At work, I am dealing with the fact a big deal I have been working on since July, is in the process of blowing up. Running-wise, I am dealing with the fact I was DNF in Omaha yesterday and my left calf is swollen and in pain, so my current mood is very
. I can't get all pissy yet as this afternoon, blazerman has his third interview for a gig, so I still need to be the positive, the-world-is-all-rainbows-and-unicorns member of the family to keep his spirits up. In reality, the fact I need to be peppy and focused on him is beneficial, as that optimism bleeds over into my bullshit and I am less cranky. Overall, I am cynical and snarky, but at this point in my life, I generally feel happy.
I had a great time with Chris, Rob and Rick this weekend in Omaha. That said, I should not have even attempted to run and am paying for it dearly. I couldn't run a step today unless it was to save a child from impending death.
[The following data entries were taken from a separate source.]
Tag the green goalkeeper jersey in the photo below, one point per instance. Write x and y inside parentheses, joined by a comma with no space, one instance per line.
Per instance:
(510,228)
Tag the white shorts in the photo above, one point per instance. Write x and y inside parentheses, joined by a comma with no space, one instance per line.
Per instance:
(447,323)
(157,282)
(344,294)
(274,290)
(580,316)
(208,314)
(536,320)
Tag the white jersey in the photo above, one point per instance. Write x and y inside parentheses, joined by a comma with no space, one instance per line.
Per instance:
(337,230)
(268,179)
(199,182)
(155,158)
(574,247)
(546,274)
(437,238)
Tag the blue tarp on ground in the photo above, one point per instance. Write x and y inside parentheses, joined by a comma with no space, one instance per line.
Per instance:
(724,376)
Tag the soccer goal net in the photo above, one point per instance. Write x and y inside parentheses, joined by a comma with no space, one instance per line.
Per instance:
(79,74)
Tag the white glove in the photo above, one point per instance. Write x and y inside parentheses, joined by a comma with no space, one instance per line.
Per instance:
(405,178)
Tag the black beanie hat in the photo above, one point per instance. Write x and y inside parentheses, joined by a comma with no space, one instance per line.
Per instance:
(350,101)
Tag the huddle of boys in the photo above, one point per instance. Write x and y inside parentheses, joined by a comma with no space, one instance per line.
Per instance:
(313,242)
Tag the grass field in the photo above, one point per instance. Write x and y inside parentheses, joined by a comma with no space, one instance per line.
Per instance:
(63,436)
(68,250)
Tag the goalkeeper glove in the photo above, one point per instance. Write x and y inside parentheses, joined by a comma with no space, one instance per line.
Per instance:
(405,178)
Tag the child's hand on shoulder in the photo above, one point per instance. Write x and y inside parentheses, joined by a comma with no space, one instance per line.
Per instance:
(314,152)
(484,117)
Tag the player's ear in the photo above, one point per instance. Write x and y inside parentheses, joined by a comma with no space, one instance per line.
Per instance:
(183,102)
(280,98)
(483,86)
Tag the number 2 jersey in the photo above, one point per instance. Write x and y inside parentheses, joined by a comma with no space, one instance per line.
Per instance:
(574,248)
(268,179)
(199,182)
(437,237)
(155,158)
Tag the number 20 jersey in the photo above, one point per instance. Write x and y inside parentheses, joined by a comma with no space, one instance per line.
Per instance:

I could not even run if it meant a free cupcake.
I plan on taking two weeks off before even attempting a run so that means I am back to pool running for hours on end.
I will probably write a short RR. Or maybe not.
Strawberries and Greek yogurt for breakfast. About to consume riced cauliflower and mixed with other veggies for lunch.
Bonus: I have none. I don't dislike them, but I also do not like them.